Boston Resets the Standard
It’s a first for North American public schools! Boston has just announced that the Peters World Map will now be standard issue in classrooms system-wide. Here's the fascinating story as reported March 19, 2017 in The Guardian, one of the world’s outstanding international newspapers.
The school system’s ground-breaking decision was also reported in The Boston Globe and by National Public Radio, and overseas by Der Spiegel, a prominent German news magazine. Others will surely be added in the coming days.
Will other school systems follow suit? To ask the question is really to ask, Why should millions of students – just because they happen to live outside Boston, U.S.A. and are not enrolled in that public education system - be brain-washed with distorting views when better maps are available?
In an earlier blog posting we highlighted a forward-looking private school – Mounds Park Academy in St. Paul, Minnesota – that uses maps, including the Peters, creatively.
Other Maps to Open Our Minds
Some of us make this point as forcefully as we can: There are many ways to see the world.
Parag Khanna, whose book Connectography: Mapping the Future of World Civilization I highly recommend, stands high on the list of those who think outside the Mercator box, who see the world with fresh eyes, realistically, provocatively. Esquire Magazine, for example, named him one of the "75 Most Influential People of the 21st Century." (Personal thanks to Jim Taylor, who wrote the helpful group guidance for the print edition of How Maps Change Things, for alerting me to a review of Khanna's book, by Taz Loomans; I now offer it to you, convinced that it will open up new vistas for you too.)
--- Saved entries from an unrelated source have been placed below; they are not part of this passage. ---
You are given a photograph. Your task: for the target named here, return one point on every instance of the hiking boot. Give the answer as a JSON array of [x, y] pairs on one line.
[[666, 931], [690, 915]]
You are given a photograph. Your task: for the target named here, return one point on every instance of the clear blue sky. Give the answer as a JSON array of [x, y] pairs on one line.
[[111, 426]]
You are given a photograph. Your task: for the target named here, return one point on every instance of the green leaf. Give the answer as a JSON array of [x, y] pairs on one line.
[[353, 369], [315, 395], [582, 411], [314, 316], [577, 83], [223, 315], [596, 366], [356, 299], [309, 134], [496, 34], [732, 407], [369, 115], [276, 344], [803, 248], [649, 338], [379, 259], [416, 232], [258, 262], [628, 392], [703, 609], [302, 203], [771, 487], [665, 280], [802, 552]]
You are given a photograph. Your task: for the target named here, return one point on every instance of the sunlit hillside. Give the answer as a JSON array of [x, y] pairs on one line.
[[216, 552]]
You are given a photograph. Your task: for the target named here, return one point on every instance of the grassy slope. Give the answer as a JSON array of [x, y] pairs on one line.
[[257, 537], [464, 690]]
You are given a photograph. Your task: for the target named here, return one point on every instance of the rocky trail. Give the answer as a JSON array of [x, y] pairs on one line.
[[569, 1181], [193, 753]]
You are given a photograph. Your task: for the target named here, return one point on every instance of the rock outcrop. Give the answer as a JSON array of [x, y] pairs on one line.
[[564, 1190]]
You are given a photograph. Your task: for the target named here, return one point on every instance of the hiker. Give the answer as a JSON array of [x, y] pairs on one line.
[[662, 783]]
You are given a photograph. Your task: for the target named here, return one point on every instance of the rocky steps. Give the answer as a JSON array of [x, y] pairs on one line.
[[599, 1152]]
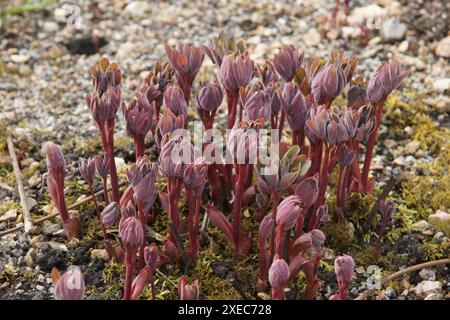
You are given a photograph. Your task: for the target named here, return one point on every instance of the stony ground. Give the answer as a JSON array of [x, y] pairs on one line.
[[44, 76]]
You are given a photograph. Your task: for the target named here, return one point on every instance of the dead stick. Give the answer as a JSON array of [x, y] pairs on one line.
[[397, 274], [23, 196], [48, 217]]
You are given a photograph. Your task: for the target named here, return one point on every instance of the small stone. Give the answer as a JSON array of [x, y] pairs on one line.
[[441, 103], [34, 180], [60, 15], [328, 254], [393, 30], [443, 47], [441, 85], [10, 215], [25, 70], [427, 274], [57, 246], [439, 218], [434, 296], [312, 37], [350, 230], [428, 287], [100, 254], [403, 46], [29, 258], [51, 228], [50, 26], [19, 58], [412, 147], [138, 8], [31, 203], [120, 164], [40, 288], [421, 225], [35, 240]]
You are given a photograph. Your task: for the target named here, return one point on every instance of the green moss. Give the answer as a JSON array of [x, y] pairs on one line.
[[112, 278], [424, 194], [337, 238], [9, 205], [3, 135], [211, 286], [433, 251]]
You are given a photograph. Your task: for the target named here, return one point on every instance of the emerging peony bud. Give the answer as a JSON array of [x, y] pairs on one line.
[[131, 232], [70, 286], [194, 176], [385, 80], [308, 190], [209, 97], [242, 141], [288, 212], [287, 62], [102, 166], [168, 123], [256, 103], [174, 100], [330, 80], [278, 273], [344, 266], [386, 209], [104, 75], [185, 60], [235, 72], [87, 169], [294, 106], [175, 154], [110, 214], [317, 242], [187, 291], [142, 176], [267, 74], [139, 116], [55, 160]]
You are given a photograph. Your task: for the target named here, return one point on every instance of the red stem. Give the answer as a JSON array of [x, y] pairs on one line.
[[130, 261], [237, 205], [371, 145], [97, 209]]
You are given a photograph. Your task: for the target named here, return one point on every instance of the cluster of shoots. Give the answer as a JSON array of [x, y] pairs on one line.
[[290, 95]]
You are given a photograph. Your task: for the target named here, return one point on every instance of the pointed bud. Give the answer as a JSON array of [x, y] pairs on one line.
[[278, 273], [70, 286], [131, 232], [110, 214], [187, 291], [288, 212]]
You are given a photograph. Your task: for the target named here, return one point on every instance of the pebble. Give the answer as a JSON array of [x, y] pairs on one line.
[[412, 147], [10, 215], [427, 287], [441, 85], [427, 274], [100, 254], [443, 48], [434, 296], [51, 229], [393, 30], [439, 218], [138, 8], [421, 225], [312, 37], [50, 26], [19, 58]]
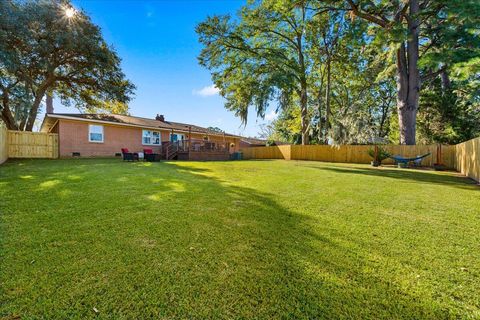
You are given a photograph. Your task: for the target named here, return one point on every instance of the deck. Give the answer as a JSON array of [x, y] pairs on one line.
[[196, 150]]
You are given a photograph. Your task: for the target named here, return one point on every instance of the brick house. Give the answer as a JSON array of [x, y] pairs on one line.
[[104, 135]]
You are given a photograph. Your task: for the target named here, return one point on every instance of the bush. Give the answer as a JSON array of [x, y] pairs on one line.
[[382, 154]]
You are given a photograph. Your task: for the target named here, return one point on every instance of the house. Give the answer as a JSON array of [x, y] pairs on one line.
[[104, 135], [255, 142], [252, 142]]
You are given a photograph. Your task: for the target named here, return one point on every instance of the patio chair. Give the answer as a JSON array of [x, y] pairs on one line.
[[129, 156], [149, 156]]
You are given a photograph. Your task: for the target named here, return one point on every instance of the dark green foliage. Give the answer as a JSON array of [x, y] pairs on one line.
[[42, 51], [445, 116], [382, 154]]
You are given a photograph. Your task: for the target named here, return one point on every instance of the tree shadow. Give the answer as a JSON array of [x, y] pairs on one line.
[[414, 175], [175, 241]]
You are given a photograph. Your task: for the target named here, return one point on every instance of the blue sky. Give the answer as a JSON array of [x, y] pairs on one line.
[[158, 46]]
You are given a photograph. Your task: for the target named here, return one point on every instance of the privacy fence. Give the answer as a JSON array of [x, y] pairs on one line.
[[20, 144], [464, 157]]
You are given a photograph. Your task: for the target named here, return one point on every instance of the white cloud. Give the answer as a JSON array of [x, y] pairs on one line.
[[272, 115], [207, 91]]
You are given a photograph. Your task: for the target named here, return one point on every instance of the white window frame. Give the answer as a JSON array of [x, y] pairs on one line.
[[179, 135], [151, 134], [90, 127]]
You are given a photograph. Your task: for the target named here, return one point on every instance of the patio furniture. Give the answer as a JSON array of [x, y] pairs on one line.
[[150, 156], [129, 156], [417, 161]]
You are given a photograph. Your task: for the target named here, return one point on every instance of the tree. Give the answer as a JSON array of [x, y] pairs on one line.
[[261, 58], [413, 31], [48, 48]]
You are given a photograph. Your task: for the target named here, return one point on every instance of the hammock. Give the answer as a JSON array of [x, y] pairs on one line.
[[417, 159]]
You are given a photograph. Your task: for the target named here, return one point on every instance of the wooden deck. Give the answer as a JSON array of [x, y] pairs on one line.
[[196, 150]]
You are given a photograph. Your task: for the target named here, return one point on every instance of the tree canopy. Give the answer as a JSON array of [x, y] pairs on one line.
[[350, 67]]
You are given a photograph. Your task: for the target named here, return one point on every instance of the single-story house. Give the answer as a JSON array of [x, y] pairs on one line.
[[256, 142], [104, 135], [252, 142]]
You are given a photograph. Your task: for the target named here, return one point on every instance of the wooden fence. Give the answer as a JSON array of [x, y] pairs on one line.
[[348, 153], [467, 158], [3, 144], [23, 144]]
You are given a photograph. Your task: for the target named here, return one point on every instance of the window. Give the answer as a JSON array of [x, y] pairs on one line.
[[95, 133], [176, 137], [150, 137]]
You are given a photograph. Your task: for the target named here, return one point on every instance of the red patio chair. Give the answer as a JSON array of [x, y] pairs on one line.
[[129, 156]]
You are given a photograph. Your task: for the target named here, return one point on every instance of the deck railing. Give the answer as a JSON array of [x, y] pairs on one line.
[[194, 145]]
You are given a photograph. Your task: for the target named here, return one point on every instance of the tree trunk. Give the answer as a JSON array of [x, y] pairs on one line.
[[303, 92], [6, 114], [408, 80], [32, 115], [304, 112], [327, 100], [319, 108], [446, 84]]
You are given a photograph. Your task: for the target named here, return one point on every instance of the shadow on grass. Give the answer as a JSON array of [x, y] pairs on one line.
[[198, 248], [414, 175]]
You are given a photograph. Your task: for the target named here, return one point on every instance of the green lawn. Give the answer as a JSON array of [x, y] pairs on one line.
[[249, 239]]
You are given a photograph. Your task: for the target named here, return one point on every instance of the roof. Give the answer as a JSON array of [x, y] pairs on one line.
[[254, 141], [128, 121]]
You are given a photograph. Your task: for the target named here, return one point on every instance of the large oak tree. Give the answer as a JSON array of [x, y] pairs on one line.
[[49, 48]]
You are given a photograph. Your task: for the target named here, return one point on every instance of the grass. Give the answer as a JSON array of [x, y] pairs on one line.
[[249, 239]]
Please note that Khanna wrote his book - and Loomans her review - while Donald Trump and others were vying for the highest office in the USA; I believe these now seems eerily prescient, not just for Americans but for people everywhere.
Smart Cities and a Borderless World: What If Maps Revealed Infrastructure, Not Borders?
So, the world of mapping continues to change, and – equally important – continues to change us and how we live in the world.